As the seasons change, it gets colder causing the long awaited time for mosquitoes to start to disappear in many places, but are they still something you should be treating for?
Just because you can’t see them doesn’t mean they aren’t there
One common misconception is that all the mosquitoes simply die off as winter approaches and temperatures drop; unfortunately that isn’t 100% true. Of course numbers do go down for mosquitoes as the seasons transition into fall and subsequently winter, however if you have large numbers before winter you will have large numbers in the spring and summer as well.
Mosquito eggs can survive in frozen water over the winter and then as temperatures warm they can start to hatch in large numbers. Removing large populations of mosquitoes before winter can help reduce the numbers the next season.
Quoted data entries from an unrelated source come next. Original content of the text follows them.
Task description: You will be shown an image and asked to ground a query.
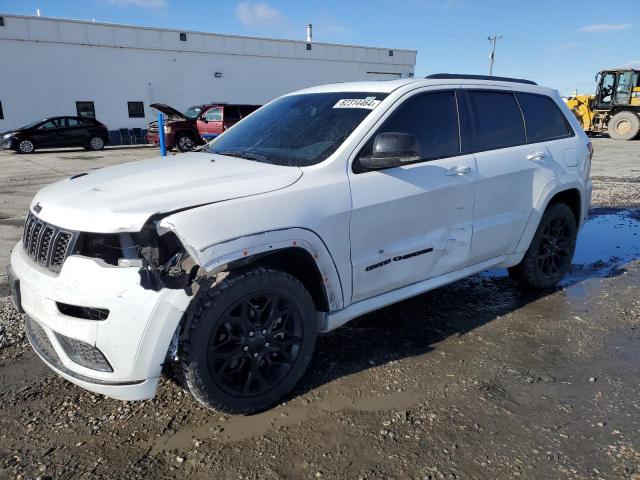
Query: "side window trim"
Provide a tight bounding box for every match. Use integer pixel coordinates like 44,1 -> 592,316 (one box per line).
460,87 -> 576,153
514,91 -> 576,145
351,87 -> 469,175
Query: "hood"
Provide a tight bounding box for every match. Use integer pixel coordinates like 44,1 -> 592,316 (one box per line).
149,103 -> 193,120
31,152 -> 302,233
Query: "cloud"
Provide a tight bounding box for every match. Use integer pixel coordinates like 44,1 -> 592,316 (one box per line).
580,23 -> 631,33
236,2 -> 284,27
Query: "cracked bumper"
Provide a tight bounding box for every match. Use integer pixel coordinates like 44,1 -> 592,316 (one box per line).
11,243 -> 190,400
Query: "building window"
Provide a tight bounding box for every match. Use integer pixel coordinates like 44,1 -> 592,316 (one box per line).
76,102 -> 96,118
127,102 -> 144,118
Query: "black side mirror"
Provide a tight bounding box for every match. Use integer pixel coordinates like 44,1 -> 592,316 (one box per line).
358,132 -> 422,170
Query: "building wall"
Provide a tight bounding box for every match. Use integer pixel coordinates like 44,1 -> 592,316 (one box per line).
0,14 -> 416,131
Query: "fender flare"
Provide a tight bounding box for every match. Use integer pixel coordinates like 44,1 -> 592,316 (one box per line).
514,173 -> 588,254
158,221 -> 344,312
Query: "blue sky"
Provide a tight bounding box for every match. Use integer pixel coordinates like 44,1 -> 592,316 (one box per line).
0,0 -> 640,94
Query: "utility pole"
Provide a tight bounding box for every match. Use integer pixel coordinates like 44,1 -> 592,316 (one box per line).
487,35 -> 502,77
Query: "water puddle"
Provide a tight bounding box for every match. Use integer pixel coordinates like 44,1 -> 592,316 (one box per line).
481,208 -> 640,286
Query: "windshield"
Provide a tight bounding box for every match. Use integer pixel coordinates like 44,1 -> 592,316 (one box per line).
207,92 -> 386,167
184,107 -> 202,118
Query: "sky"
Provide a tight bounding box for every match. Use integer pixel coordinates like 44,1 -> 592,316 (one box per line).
0,0 -> 640,94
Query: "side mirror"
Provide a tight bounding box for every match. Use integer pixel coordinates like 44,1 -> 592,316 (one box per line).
358,132 -> 422,170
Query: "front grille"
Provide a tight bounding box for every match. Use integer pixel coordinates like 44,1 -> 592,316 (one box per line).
56,333 -> 113,372
22,213 -> 78,272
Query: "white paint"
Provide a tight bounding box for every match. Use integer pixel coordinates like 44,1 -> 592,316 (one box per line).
0,15 -> 416,132
11,80 -> 592,400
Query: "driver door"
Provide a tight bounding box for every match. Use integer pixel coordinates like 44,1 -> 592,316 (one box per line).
197,107 -> 222,141
349,90 -> 476,302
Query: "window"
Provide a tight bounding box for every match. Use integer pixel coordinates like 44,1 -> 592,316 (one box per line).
64,118 -> 84,127
203,107 -> 222,122
516,93 -> 573,143
127,102 -> 144,118
224,106 -> 240,122
38,118 -> 62,130
361,92 -> 460,160
76,102 -> 96,118
469,91 -> 526,150
208,92 -> 386,167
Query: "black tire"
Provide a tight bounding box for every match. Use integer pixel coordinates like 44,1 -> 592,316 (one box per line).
607,112 -> 640,140
175,132 -> 196,153
179,268 -> 317,414
509,203 -> 578,290
17,138 -> 36,154
86,135 -> 104,151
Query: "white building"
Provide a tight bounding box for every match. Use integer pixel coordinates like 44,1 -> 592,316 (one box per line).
0,13 -> 417,141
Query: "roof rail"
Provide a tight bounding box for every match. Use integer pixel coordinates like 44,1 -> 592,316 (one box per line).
424,73 -> 537,85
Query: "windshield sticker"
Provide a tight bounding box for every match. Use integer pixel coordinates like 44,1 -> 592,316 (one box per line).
333,98 -> 381,110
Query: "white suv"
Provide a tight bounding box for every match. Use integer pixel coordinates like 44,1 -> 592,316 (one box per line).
10,74 -> 592,413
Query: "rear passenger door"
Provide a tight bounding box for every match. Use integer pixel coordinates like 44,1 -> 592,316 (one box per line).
467,89 -> 561,263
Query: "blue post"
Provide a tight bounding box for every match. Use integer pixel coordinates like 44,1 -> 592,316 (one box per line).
158,112 -> 167,157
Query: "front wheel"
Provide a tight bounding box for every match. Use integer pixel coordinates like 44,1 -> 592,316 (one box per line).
176,133 -> 196,153
607,112 -> 640,140
179,268 -> 317,414
509,203 -> 578,290
18,139 -> 36,153
89,136 -> 104,151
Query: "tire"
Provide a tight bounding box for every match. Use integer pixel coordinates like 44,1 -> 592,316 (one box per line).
607,112 -> 640,140
509,203 -> 578,290
175,132 -> 196,153
179,268 -> 317,414
87,135 -> 104,151
18,138 -> 36,153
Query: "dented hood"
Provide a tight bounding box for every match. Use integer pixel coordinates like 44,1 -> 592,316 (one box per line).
31,152 -> 302,233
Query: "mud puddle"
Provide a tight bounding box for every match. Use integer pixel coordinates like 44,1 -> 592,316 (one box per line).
481,208 -> 640,286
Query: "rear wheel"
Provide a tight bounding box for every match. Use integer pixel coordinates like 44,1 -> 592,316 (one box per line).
18,139 -> 36,153
608,112 -> 640,140
176,133 -> 196,153
89,136 -> 104,150
509,203 -> 577,290
180,268 -> 317,414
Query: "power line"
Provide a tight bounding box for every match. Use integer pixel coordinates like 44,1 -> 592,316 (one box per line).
487,35 -> 502,76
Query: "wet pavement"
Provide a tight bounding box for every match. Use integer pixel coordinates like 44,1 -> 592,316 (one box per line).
0,142 -> 640,480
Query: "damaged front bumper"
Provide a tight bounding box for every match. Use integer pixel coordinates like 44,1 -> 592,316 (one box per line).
11,243 -> 191,400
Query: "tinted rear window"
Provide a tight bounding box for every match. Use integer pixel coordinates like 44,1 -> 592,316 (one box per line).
469,91 -> 526,150
516,93 -> 573,143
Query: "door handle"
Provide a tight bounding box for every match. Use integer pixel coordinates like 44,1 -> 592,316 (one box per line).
447,167 -> 471,177
527,152 -> 547,160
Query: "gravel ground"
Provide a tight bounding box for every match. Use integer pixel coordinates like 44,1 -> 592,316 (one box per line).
0,141 -> 640,480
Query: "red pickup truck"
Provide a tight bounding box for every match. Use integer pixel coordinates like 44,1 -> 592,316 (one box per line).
147,103 -> 260,152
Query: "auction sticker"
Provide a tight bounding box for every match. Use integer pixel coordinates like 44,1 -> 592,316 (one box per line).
333,98 -> 380,110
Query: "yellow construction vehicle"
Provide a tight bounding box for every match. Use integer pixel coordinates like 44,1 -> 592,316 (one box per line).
567,68 -> 640,140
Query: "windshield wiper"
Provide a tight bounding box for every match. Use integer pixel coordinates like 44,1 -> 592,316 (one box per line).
213,150 -> 269,162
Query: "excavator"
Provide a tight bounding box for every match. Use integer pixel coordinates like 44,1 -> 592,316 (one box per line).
566,68 -> 640,140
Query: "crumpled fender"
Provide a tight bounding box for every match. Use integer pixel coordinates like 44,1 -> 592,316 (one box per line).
157,216 -> 344,311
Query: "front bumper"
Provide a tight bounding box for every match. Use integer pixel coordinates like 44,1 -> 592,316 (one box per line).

An additional treatment can do more than reduce numbers of mosquitoes
Studies are showing that in some cases of mosquitoes they are even able to transfer diseases they are carrying through to their eggs and pass it on to their offspring. This means that some dangerous diseases that mosquitoes carry could survive even through winters.
With the Zika virus on the forefront of the news, when it comes to mosquito removal, it makes eliminating mosquitoes before winter even more important. The Zika virus isn’t the only dangerous disease that mosquitoes carry.
According to the NY Times and Dr. Tesh from the University of Texas Medical Branch “filial infection [infection spread from parent to eggs] is important for the La Crosse virus, which causes serious brain diseases or death in about 72 Americans each year, most of them children. That virus is transmitted to humans by Aedes Triseriatus, a forest mosquito that picks it up from chipmunks. La Crosse virus passes down easily in mosquito eggs; about 70 percent of mosquito females maturing from those eggs inherit the virus.”
If you are seeing mosquito activity around your home be sure to have the area treated to decrease numbers and prevent transmission of disease through to the next season.